Sports league system in Sweden

The Swedish bandy league system is a series of interconnected leagues for club bandy in Sweden.

== Current system ==
The table below shows how the system works as of the 2014–2015 season. For each division, its Swedish name and number of clubs is given.

This present system was introduced for the 2007–2008 season. The changes are a top division with fewer teams which has also changed its name, it is now called Elitserien ("the Elite League").

It is not guaranteed that each division is a feeder of teams to the division that lies directly above it and relegates teams to the divisions that lie directly below it, even though this usually is the case. Some years, all the teams which are facing the risk of relegation get to play a qualification round in the end of the season against the best teams from the division below. Other years, the last teams in the leagues have been automatically relegated.

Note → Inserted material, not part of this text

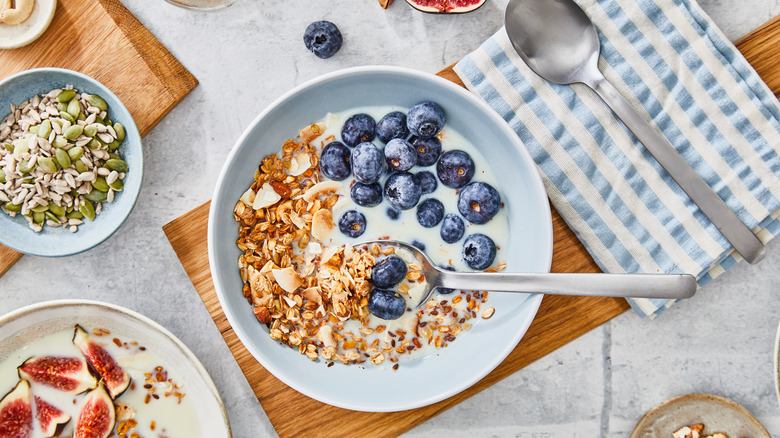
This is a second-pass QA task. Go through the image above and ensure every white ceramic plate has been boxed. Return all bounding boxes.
[208,66,552,411]
[0,0,57,49]
[0,300,231,438]
[630,394,771,438]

| Level | League(s)/Division(s) |  |  |  |
| 1 | Elitserien |  |  |  |
14 clubs
| 2 | Allsvenskan |  |  |  |
| North, 12 clubs |  | South, 12 clubs |  |
| 3 | Division 1 |  |  |  |
| North, 8 clubs | West, 10 clubs | East, 10 clubs | South, 10 clubs |
| 4 | Division 2 |  |  |  |

==Previous systems==

===1981/82 – 2006/07===

During the seasons 1981/82 – 2006/07, Allsvenskan and Elitserien was the combined top-tier. The top-tier had the name Allsvenskan in the beginning of the season (in the autumn). Allsvenskan had two groups, one northern group and one southern group. After Christmas the best of the teams from the two groups of Allsvenskan played in Elitserien (which always premiered on Boxing Day, 26 December) while the rest of the teams played in Superallsvenskan. The teams in Superallsvenskan faced the risk of being relegated to the second level league.

The second level was called Division 1.

===1931/32 – 1981/82===

The top-tier Swedish bandy league which was instated in 1931 was called Division 1. The second level was called Division 2.